Reflecting on my own habits, I am recognizing that to manage my flux budget, I have to deliberately work for it. To peer into the abyss of unpredictable, it appears that I need to be anchored to a sizable predictable environment. I ruthlessly routinize my day. From inbox zero to arranging shirts, to my exercise schedule, and even the allotment of guilty pleasures (like watching a TV show or the evening tea with cookies), it’s all pretty well-organized and neatly settled. Observing me in my natural routine habitat without context might conjure up depictions of thoughtless robots. Yet this is what allows me to have the presence to think deeply, to reflect, and patiently examine ideas without becoming attached to them.
This reaching for the comfort of routine has obvious consequences. How many beautiful, turning-point moments have I missed while sticking to my routine? How many times has the routine itself led me away from insights that would have otherwise been on my path? Or worse yet, imposed an unnecessary burden on others? Let’s call this phenomenon the predictability footprint: the whole of the consequences of us creating a predictable environment to which to anchor in the face of complexity.
I am pretty excited to be learning more about the relationship between flux budget and predictability footprint. The whole notion of the footprint (which I borrowed from carbon footprint) speaks to the second-order effects of us seeking solid ground in the flux of today’s world -- and how that in turn might create more flux. A while back, I wrote about leading while sleepwalking, which seems like a decent example of a vicious cycle where a leader's predictability footprint increases the overall state of flux, placing more demand on an organization’s flux budget.
These framings also help me ask new interesting questions. What is my predictability footprint? How might it affect my flux budget? What are the steps I can take to reduce my predictability footprint?

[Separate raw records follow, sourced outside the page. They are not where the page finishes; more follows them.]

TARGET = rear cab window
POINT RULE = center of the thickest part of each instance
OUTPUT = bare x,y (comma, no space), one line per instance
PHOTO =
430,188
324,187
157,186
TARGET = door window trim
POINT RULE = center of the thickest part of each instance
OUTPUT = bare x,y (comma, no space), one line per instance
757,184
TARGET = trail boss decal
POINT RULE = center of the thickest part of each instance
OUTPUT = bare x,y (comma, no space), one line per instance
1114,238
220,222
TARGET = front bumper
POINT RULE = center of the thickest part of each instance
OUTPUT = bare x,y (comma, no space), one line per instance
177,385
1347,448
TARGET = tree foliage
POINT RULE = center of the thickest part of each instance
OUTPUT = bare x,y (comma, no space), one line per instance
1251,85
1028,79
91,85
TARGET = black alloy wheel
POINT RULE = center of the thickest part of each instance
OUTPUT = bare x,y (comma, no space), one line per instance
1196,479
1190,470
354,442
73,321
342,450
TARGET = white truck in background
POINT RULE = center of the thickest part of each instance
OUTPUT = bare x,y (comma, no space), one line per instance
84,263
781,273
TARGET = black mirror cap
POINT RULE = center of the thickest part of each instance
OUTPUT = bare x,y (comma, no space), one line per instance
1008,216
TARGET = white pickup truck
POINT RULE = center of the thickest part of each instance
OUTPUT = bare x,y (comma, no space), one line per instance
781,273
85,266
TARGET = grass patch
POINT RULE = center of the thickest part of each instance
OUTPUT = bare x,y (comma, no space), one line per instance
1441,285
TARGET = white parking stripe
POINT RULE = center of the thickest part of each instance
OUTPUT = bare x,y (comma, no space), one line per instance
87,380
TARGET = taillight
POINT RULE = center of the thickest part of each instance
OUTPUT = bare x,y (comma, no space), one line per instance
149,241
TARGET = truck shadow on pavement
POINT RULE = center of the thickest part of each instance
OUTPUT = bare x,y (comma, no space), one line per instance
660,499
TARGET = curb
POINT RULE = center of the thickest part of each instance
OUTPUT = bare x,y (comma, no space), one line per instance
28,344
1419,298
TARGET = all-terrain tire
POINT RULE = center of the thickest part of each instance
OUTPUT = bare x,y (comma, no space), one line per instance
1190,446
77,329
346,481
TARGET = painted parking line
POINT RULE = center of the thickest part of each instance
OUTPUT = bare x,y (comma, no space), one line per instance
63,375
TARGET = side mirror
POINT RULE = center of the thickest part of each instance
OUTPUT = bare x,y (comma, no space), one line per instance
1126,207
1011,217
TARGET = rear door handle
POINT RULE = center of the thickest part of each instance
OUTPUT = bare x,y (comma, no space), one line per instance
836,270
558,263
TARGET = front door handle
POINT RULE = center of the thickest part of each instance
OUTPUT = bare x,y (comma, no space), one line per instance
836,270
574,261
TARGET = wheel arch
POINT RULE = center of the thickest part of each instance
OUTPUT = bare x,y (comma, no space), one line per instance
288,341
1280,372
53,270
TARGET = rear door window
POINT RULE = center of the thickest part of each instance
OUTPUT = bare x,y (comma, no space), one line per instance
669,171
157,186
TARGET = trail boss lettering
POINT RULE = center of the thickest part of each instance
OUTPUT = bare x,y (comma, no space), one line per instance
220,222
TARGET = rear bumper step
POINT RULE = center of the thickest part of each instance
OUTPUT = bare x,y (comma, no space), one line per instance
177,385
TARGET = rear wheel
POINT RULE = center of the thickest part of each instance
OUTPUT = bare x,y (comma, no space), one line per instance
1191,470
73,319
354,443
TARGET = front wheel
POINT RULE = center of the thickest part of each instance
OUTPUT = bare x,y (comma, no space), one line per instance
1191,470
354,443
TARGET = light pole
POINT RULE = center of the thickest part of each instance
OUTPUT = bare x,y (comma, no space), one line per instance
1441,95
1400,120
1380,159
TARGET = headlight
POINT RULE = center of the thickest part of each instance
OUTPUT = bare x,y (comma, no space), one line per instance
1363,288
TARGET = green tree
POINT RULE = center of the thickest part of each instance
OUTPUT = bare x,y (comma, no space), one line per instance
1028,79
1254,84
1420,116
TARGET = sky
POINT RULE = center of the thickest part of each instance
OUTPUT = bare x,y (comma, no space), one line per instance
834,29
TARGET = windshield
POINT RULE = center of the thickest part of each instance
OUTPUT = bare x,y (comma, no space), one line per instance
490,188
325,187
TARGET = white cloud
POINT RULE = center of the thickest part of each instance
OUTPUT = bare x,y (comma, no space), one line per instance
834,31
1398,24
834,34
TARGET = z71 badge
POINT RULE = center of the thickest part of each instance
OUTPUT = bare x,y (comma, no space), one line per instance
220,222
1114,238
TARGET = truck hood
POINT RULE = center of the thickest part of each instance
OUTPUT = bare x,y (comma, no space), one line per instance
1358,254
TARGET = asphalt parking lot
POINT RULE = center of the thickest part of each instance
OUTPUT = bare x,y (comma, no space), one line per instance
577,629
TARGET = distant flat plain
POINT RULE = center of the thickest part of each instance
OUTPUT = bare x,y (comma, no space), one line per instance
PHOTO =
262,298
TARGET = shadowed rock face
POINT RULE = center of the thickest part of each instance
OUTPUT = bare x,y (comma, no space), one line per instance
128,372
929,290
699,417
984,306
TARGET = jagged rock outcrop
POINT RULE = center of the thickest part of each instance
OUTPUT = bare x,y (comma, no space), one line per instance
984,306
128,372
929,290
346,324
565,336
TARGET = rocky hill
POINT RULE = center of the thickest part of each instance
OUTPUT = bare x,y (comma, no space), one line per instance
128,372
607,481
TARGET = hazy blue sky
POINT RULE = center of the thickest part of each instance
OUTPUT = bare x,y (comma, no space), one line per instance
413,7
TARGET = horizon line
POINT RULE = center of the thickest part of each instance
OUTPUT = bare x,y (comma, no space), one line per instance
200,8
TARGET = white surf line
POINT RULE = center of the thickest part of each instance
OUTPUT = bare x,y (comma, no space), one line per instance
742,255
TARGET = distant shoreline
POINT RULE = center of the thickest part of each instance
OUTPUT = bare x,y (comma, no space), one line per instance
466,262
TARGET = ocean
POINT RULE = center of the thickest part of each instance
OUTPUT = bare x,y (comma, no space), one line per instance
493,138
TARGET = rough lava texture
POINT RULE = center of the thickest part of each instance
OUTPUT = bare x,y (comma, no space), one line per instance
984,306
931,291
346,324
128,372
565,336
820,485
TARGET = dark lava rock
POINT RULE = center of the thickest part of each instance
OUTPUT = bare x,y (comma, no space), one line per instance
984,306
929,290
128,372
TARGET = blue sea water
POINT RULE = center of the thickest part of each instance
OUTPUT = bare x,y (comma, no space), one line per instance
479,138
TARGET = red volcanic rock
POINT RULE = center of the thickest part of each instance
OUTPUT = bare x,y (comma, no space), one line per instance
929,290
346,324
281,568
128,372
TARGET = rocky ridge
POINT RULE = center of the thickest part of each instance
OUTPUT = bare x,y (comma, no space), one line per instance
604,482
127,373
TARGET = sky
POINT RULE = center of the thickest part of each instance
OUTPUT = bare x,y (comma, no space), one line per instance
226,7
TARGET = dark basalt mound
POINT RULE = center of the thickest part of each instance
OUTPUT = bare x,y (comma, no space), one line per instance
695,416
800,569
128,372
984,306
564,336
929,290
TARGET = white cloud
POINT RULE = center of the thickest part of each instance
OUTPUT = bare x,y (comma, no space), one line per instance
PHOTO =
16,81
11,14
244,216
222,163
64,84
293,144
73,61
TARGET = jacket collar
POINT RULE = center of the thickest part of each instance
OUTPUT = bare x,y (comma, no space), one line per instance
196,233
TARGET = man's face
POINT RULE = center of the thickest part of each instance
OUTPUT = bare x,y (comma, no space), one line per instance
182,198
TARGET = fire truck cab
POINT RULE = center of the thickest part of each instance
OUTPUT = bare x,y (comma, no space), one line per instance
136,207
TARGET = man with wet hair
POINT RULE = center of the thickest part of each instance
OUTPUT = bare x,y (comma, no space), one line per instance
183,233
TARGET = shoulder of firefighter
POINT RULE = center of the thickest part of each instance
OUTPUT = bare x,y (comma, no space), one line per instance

🔗 https://glazkov.com/2021/09/24/flux-budget-and-predictability-footprint/
Ecosystems from product and user perspective
In a couple of conversations this week, the word “ecosystem” came up, and I realized that there were two different ways in which we employed that word.
The first one I heard was using “ecosystem” to describe a collection of products with which users come in contact. Let’s call it the product ecosystem perspective. This perspective puts software and/or hardware at the center of the ecosystem universe. Users enter and exit the ecosystem, and changing the ecosystem means making updates to products, discontinuing them, and shipping new products. It’s a fairly clean view of an ecosystem.
The other way I’d heard the word “ecosystem” being used was to describe the users that interact with the product, or the user ecosystem perspective. Here, the user is at the center of the ecosystem universe. It is products that move. Users pick them up or drop them, according to interests, desires, comfort, or needs. Users are humans. They talk with each other, giving out their own and following others’ advice, giving rise to waves and wanes in product popularity. This view of an ecosystem is messy, annoyingly unpredictable, and beautifully real.
It feels intuitive to me that both of these perspectives are worth keeping in mind. The empowering feel of the product ecosystem perspective is comforting for us technologically-inclined folk. It’s easy to measure and prioritize. Diving into the complexity of user ecosystem perspective provides deeper insights into what’s really important.